Second, again, as detailed in the report, the closures are tied to the state’s declining population of incarcerated people. Over the past decade, as the report authors continue, Massachusetts experienced declines in the population of incarcerated people, its incarceration rate is “45 percent below 2012 levels” (12). The decline had begun before 2018 and accelerated following the 2018 Criminal Justice Reform Act. The declines, however, have increased racial disparities within the incarcerated population, as the rate decreased more sharply for white (40% decline) than for Latino (32% decline), and Black (21%) people (12). Responding to the racism within the system requires thinking within the walls, and far beyond them to proactively engage with the core challenges that are feeding the disparities. Data is helpful – but as Arnie Stewart (Deputy Chief Counsel, Public Defender Division, Committee for Public Counsel Services), stated during a panel announcing the report, no more data is needed to document racial disparities. They are hard-wired into U.S. mass incarceration.
Third, while closing a prison is positive, it also means profound disruptions in the lives of people who have lived within their walls, sometimes for decades. The processes that determine who will be moved, when and where need to take individual lives into account. To this end, as MCI-Concord starts preparing for its closure in only months, we have a suggestion for how to manage the transition. In the first instance, don’t move the population, let them leave. At the bare minimum, expedite parole plans for everyone at MCI-Concord who is eligible, notably those who are newly eligible because of the January 11, 2024 decision by the Supreme Judicial Court (the state’s highest court) that ruled it unconstitutional to sentence people to life without parole if they were convicted of crimes committed when they were “emerging adults,” that is, 21 or younger.
Fourth, is what should the state do with savings that arise from closing prisons? A statement from Senator Jamie Eldridge, Senate chair of Criminal Justice Reform, on the closure on MCI-Concord, points out that the closure of MCI-Cedar Junction (Walpole) saved the state approximately $15 million a year – and MCI-Concord will likely save the same amount of money. The average annual cost per prisoner in fiscal year 2022 was $127,736. Releasing individuals who are incarcerated at MCI-Concord is not only the moral thing to do, it is also the most financially sound.

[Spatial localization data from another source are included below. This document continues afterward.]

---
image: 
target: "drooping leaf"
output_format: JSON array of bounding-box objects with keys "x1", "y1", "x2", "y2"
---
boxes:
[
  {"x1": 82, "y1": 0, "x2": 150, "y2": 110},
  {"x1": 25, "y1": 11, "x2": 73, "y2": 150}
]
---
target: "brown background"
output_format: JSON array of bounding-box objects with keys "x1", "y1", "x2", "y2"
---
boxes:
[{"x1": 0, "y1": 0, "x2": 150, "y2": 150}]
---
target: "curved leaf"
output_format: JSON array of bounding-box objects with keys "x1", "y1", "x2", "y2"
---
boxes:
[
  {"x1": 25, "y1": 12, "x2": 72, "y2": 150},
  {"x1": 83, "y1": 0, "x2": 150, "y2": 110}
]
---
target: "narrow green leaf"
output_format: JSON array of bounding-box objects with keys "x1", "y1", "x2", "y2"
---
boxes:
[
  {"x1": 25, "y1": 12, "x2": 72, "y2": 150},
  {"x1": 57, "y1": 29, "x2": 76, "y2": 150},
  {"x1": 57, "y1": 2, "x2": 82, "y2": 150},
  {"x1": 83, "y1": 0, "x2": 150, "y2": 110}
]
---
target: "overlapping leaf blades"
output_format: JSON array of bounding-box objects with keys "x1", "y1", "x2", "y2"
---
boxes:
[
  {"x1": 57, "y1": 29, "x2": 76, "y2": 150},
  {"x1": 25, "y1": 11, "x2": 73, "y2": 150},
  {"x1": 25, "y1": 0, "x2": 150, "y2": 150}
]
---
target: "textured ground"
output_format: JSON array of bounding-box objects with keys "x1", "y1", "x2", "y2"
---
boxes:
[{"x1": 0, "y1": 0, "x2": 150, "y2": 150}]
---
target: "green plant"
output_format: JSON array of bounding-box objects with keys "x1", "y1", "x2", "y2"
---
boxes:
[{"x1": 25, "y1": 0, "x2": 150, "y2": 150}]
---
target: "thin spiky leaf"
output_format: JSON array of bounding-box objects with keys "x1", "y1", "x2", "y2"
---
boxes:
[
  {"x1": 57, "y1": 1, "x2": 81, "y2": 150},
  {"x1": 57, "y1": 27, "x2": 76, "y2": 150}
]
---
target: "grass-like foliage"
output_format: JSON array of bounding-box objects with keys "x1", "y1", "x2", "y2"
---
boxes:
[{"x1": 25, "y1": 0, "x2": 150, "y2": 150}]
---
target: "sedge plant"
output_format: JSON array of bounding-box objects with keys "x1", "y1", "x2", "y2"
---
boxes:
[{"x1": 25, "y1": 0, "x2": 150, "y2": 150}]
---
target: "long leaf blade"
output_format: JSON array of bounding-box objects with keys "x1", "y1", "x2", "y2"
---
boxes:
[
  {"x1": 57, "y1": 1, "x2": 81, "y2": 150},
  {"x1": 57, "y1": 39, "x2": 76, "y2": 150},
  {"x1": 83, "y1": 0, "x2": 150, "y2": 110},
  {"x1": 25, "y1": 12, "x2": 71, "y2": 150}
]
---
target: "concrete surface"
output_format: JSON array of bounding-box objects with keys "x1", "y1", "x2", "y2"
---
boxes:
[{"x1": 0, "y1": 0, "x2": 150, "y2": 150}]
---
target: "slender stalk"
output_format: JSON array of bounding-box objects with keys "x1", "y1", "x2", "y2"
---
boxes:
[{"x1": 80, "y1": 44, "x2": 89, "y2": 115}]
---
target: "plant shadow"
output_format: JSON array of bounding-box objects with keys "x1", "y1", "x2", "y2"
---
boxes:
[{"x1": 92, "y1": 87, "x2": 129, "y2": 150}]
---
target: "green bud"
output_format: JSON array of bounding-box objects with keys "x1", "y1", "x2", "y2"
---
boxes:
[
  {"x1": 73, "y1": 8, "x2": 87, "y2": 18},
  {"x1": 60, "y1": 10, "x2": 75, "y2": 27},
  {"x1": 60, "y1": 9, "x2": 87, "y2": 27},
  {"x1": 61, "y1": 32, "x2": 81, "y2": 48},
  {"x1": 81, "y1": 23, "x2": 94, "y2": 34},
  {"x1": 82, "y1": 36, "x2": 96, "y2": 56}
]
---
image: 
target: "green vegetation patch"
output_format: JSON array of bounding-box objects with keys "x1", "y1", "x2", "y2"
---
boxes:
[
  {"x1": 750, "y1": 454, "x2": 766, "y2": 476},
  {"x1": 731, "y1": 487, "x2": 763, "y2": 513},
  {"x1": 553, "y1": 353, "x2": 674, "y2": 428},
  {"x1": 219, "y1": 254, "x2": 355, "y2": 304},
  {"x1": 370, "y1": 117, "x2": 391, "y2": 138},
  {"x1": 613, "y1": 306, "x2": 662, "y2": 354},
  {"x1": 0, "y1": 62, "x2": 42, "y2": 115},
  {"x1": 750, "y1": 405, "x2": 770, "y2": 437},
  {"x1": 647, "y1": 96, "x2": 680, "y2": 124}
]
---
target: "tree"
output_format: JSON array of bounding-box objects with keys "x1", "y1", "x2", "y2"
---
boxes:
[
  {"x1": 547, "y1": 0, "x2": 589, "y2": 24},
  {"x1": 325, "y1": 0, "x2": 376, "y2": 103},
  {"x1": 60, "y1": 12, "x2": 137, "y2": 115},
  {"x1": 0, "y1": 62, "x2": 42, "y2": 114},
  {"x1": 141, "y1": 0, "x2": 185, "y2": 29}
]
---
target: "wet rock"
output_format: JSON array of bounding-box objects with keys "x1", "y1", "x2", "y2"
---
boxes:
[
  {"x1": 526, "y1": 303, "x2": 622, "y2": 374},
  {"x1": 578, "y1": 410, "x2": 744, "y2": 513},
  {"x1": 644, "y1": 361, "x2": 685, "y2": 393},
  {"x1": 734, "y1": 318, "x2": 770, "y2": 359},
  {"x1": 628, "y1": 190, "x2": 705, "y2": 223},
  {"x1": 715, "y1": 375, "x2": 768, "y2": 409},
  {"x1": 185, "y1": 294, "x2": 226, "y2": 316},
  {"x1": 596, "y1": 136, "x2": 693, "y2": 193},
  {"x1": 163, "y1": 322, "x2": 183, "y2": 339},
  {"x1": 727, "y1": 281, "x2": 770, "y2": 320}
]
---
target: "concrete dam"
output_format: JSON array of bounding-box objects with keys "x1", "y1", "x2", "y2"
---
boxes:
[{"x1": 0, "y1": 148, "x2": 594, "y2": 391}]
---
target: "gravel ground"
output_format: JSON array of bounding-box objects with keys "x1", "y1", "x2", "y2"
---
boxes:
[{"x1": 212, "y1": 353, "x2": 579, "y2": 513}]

Senator Eldridge further stated savings should be used for the “purposes of ‘justice reinvestment,” investing taxpayer dollars in education programming and re-entry services for incarcerated people and returning citizens, and in communities across Massachusetts that have been unjustly targeted by mass incarceration and the War on Drugs.” Organizations that do this work are already in place. Many of them are under–resourced and led by formerly incarcerated people, such as Transformational Prison Project, Families for Justice as Healing, the National Council for Incarcerated and Formerly Incarcerated Women and Girls, Justice 4 Housing, New Beginnings Re-entry Services, and more.
As Massachusetts embarks on prison closures, these four issues need to be addressed.
The state must correct their lack of transparency on the master plan and commit to addressing the factors that push people into the criminal justice system, creating greater racial disparities. And as prisons close, it should prioritize decarceration and investing in justice-oriented organizations. The way in which it proceeds with closing MCI-Concord could set an example. With only five months left, state leaders have their work cut out for them.